Les usually made a morning trip into town, anyway, before he drove a load of hay out to the cattle he was wintering in the far pasture. The little town of Dry Creek wasn’t much—a hardware store, a church, a café and a dozen or so houses—but the regular sheriff guarded the place as if it was Fort Knox, and Les, who was the town’s only volunteer reserve deputy, had promised he’d do the same in the sheriff’s absence.
Just thinking of the sheriff made Les shake his head. Who would figure that a man as shy as Sheriff Carl Wall would ever have a wedding, let alone a belated honeymoon to celebrate with a trip to Maui?
It was all
Les could do not to be jealous. After all, he was as good-looking as Carl, or at least no worse looking. Les even owned his own ranch, as sweet a piece of earth as God ever created, and it was all paid for. Not every man could say that. He should be content. But for the past week every time he thought of Carl and that honeymoon trip of his, Les started to frown.

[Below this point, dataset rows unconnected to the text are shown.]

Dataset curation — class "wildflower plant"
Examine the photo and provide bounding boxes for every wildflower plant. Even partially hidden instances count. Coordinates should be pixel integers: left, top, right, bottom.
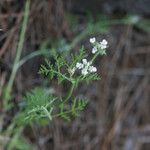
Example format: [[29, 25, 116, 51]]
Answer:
[[18, 37, 107, 122]]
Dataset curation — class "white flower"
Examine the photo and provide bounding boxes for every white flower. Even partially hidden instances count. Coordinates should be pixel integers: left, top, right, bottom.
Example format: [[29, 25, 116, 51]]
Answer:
[[68, 67, 76, 75], [82, 59, 87, 65], [92, 47, 97, 54], [99, 39, 108, 49], [81, 68, 88, 76], [89, 66, 97, 72], [76, 63, 83, 69], [90, 37, 96, 44]]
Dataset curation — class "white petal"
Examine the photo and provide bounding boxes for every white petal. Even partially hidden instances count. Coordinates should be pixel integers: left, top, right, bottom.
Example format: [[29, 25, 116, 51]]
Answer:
[[90, 37, 96, 43], [92, 47, 97, 54], [82, 59, 87, 64]]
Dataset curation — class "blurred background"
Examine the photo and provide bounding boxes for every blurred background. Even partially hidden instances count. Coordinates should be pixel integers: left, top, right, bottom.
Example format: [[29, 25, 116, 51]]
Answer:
[[0, 0, 150, 150]]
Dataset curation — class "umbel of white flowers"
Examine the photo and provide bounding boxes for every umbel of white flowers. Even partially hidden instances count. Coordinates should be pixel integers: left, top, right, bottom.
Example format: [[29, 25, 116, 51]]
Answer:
[[76, 59, 97, 76], [90, 37, 108, 54], [73, 37, 108, 76]]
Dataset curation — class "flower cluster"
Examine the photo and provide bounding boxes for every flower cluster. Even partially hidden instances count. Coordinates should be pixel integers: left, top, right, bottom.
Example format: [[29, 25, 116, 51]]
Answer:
[[76, 59, 97, 76], [90, 37, 108, 54]]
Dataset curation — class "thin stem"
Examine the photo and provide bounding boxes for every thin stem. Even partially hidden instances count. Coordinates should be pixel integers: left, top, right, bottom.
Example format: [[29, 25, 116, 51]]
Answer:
[[64, 83, 75, 102], [4, 0, 30, 109]]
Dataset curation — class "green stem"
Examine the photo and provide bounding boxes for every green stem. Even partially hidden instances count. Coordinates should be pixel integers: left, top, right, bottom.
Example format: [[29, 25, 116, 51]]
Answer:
[[64, 83, 75, 102], [4, 0, 30, 109]]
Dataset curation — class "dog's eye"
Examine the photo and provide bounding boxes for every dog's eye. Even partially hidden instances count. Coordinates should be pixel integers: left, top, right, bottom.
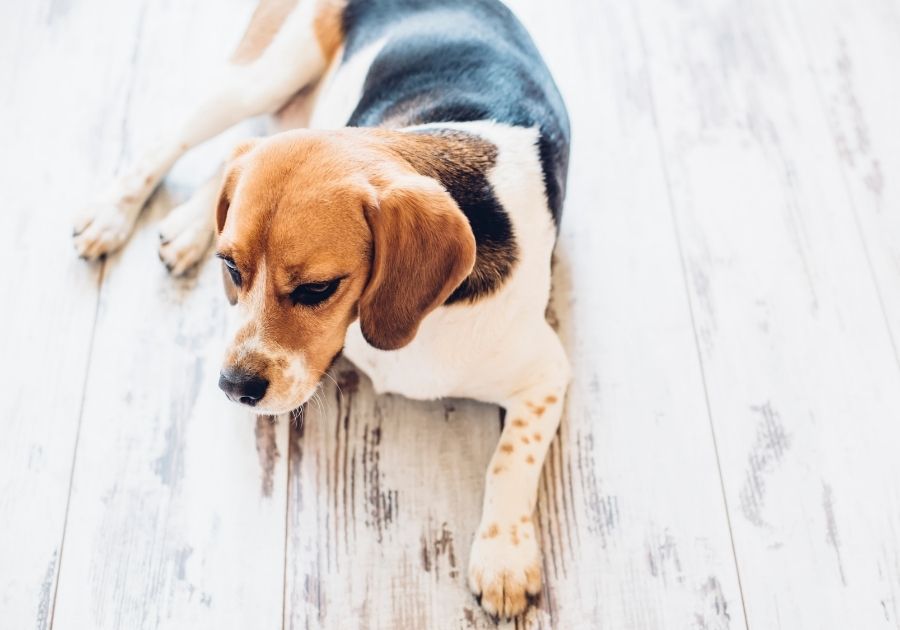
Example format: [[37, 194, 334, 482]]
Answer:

If Sheriff Carl Wall could get married, Les figured he should be married, too. He was almost forty years old and, although he enjoyed being single, a man could spend only so much time in his own company before, well, he got a little tired of it. Besides, it would be nice to have a woman’s touch around the place. Les knew he could hire someone to do most of the cooking and cleaning. But it wouldn’t be the same. A woman just naturally made a home around her, like a mother bird making her nest. A man’s house wasn’t a home without some nesting going on.
Of course, Les told himself as he pulled his pickup to a stop beside the café, the sheriff had gone a little overboard with it all. He had completely lost his dignity, the way he had moped around until Barbara Strong agreed to marry him. Les would never do that. He had already seen too many tortured love scenes in his life; he had no desire to play the lead in one himself.
His parents were the reason for his reluctance to marry. They had had many very public partings and equally dramatic reconciliations. Les never knew whether they were breaking up or getting back together. The two of them should have sold tickets to their lives. They certainly could have used some help with finances, given the salary his father earned in that shoe store in Miles City. Half their arguments were about money. The other half were about who didn’t love whom enough.
His parents were both dead now, but Les had never understood how they could be the way they were. They were so very public about how they felt about everything, from love to taxes. As a child Les had vowed to stay away from that kind of circus. It was embarrassing. Growing up, he never even made a fuss over his dog, because he didn’t want anyone to think he was becoming like his parents.